What other options are available?

There are many self-funding options available to capable individuals, including using savings and investments, purchasing a care annuity, or setting up a deferred payment arrangement.

Care annuities

A care annuity can be an effective way to fund lifelong care while preserving capital, according to Harris.

He said: “Similar to retirement annuities, long-term care annuities are purchased for a fixed lump sum and then pay regular income to cover ongoing care costs.

“A care annuity is purchased when the care is needed. If a power of attorney is in place, the proxy can purchase a care annuity on behalf of the person who needs care. The main advantages of a care annuity are that they can cover the cost of care for life and if the payments are made directly to the care provider they are tax free.

Although it is easy to find a quote for a care annuity, it can only be purchased through a suitably qualified financial planner.

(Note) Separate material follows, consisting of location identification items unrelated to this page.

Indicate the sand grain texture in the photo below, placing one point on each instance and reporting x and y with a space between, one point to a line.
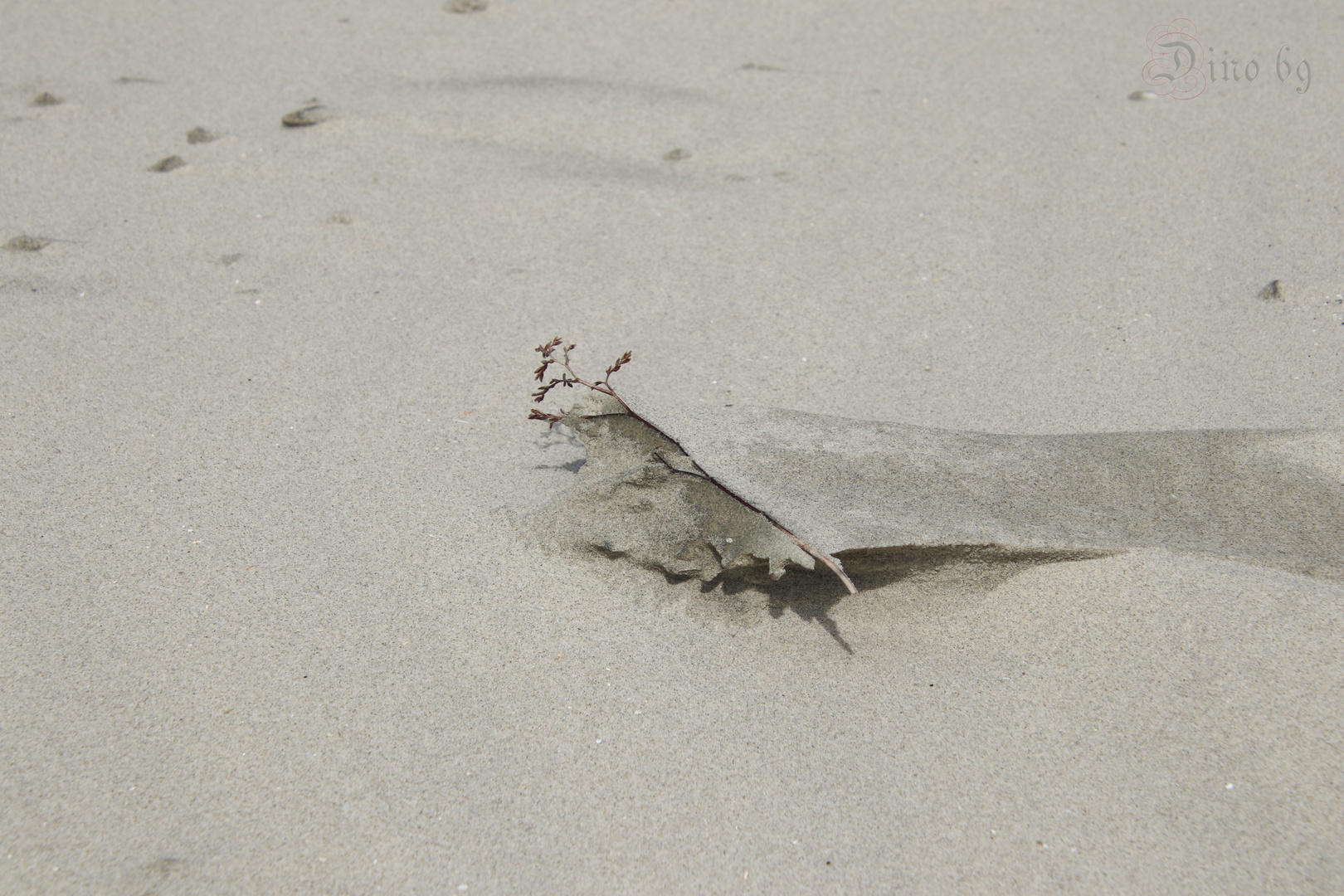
272 621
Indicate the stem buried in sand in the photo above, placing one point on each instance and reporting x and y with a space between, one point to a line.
555 353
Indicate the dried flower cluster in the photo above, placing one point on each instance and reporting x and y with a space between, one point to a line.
569 379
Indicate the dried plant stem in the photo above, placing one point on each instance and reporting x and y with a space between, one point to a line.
570 379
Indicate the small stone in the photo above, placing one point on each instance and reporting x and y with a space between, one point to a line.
308 116
168 163
1273 292
24 243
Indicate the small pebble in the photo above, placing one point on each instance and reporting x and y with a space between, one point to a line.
1273 290
24 243
168 163
307 117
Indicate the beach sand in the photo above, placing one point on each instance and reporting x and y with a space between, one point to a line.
270 617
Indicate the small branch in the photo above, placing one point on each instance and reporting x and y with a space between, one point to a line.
569 379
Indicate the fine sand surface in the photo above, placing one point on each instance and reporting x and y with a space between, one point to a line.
270 614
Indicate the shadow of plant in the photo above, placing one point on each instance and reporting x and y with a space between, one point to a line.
811 594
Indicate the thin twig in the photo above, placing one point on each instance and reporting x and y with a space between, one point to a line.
569 379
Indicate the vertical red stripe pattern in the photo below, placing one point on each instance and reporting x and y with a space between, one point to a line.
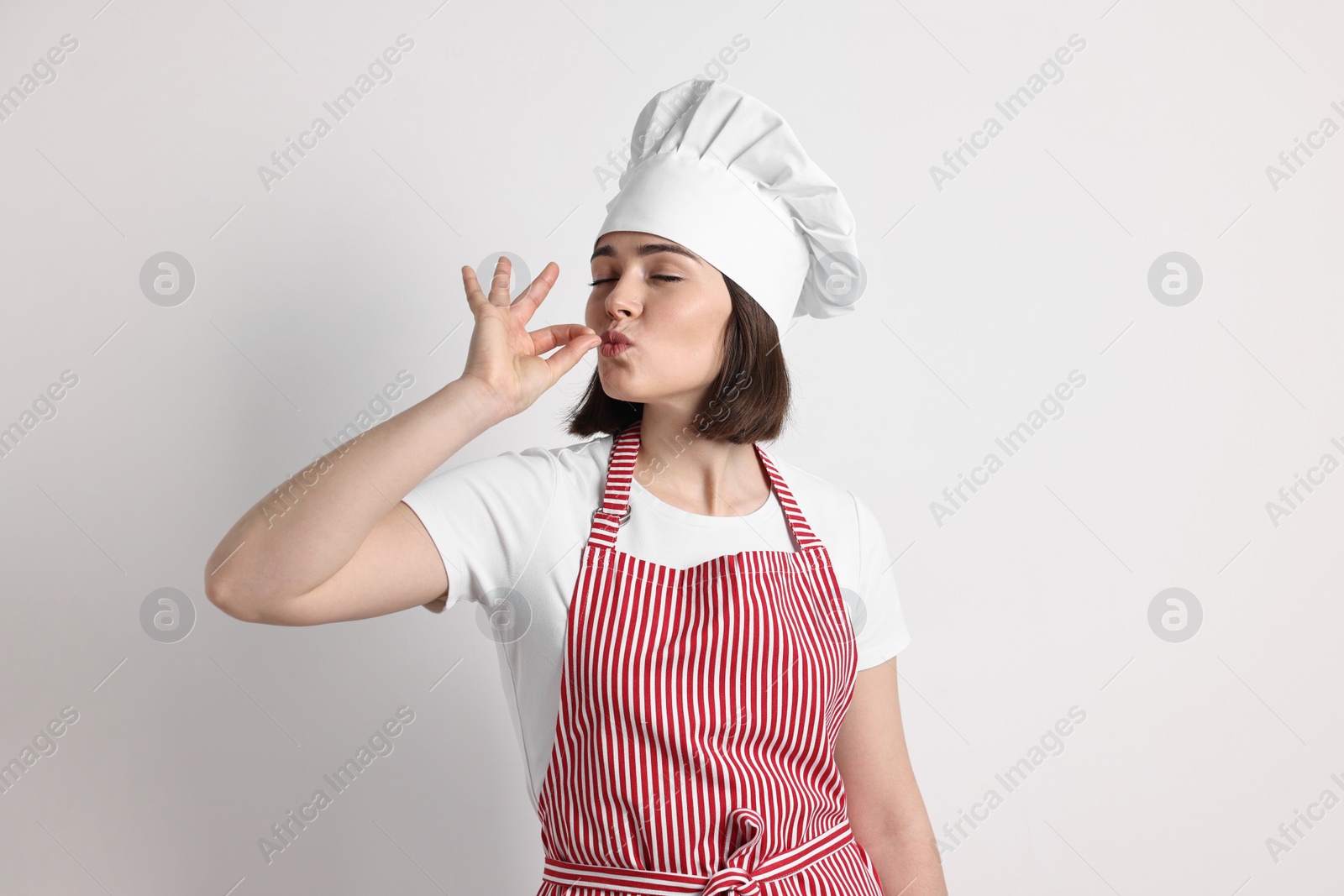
699 708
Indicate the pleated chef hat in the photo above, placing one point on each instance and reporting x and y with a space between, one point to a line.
723 175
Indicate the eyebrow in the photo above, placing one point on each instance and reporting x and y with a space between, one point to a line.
648 249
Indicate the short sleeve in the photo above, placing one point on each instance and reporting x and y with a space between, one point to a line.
486 517
884 631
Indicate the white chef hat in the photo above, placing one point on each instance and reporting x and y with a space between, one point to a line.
722 174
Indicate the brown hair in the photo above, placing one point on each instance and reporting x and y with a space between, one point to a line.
752 390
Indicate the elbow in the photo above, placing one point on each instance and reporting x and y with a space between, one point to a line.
221 593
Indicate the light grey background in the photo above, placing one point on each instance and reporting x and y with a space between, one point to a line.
983 296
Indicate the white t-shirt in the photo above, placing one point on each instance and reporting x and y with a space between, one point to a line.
515 526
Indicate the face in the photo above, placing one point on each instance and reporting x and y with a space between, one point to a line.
671 304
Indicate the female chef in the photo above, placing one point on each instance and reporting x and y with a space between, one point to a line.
683 661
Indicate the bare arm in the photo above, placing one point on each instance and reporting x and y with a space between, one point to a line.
886 810
335 542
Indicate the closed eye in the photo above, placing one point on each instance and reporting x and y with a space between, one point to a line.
667 277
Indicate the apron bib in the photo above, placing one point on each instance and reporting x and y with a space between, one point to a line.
699 710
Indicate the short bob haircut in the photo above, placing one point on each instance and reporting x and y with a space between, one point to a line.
750 394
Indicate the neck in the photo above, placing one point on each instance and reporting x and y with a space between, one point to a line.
683 468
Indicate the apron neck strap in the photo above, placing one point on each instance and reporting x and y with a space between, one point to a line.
620 472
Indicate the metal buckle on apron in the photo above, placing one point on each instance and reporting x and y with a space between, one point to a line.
612 516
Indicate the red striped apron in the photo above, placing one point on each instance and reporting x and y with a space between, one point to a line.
699 710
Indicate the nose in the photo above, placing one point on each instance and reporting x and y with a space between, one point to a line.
624 297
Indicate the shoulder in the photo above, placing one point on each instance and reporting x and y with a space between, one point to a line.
521 470
824 504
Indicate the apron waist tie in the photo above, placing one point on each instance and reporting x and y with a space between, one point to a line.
741 876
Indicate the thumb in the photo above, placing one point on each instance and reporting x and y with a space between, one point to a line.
564 360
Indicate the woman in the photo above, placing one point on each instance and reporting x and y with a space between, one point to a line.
683 660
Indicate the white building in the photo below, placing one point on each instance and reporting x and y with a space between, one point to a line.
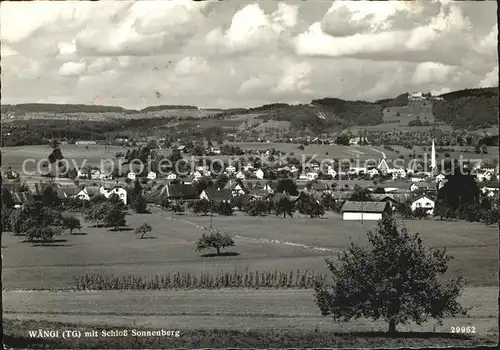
120 191
82 195
373 172
95 174
308 176
423 202
259 174
361 211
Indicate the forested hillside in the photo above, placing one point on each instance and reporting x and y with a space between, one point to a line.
470 108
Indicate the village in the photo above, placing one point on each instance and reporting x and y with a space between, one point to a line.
262 175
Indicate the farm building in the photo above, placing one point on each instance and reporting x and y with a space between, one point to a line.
423 202
170 192
236 187
364 210
120 191
216 195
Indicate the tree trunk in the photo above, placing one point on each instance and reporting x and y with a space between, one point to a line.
392 326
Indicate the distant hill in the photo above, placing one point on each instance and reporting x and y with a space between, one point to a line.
469 108
63 108
166 107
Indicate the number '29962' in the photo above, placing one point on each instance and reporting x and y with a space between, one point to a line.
463 329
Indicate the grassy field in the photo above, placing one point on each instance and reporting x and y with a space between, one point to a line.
16 336
263 244
15 156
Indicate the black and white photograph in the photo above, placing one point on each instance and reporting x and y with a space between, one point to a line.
249 174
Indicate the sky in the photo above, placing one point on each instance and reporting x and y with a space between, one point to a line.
242 53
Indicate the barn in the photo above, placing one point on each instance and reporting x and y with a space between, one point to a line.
364 210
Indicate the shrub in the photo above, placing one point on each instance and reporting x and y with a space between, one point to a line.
397 280
143 230
186 280
214 239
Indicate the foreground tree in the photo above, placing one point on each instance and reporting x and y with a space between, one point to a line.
397 280
214 239
71 223
140 205
38 222
143 230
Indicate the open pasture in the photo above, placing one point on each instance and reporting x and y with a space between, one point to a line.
15 156
262 243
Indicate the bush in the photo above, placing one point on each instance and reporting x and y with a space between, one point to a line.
397 280
185 281
214 239
140 204
71 223
143 230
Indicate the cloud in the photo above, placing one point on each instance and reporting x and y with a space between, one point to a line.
251 27
142 28
491 79
431 72
391 31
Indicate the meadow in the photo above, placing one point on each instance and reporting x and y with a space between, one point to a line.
93 154
262 244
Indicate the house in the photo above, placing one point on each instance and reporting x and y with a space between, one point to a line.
399 173
423 202
258 194
236 187
319 187
364 210
20 198
394 186
118 190
309 176
270 187
357 171
373 172
216 195
82 174
439 178
490 188
171 192
259 174
383 167
331 172
95 174
393 200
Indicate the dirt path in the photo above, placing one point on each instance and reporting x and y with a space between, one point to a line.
216 309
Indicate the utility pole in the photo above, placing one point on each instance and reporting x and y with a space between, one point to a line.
362 203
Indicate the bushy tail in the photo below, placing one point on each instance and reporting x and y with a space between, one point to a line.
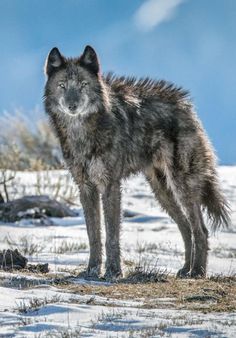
216 205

Mr Harris continued: ‘They are weighing the benefits of having this type of plan in place as they are not suitable for everyone. There are many types of care annuities available and a financial planner can help you determine which is the right one.

Deferred payment agreements

If a person in need of care in a nursing home wants to keep their home but needs additional capital to fund their care costs, they can apply for a deferred payment arrangement.

Mr Harris said: ‘It offsets the cost of care as a charge on their property, usually up to a maximum loan-to-value of around 70 per cent.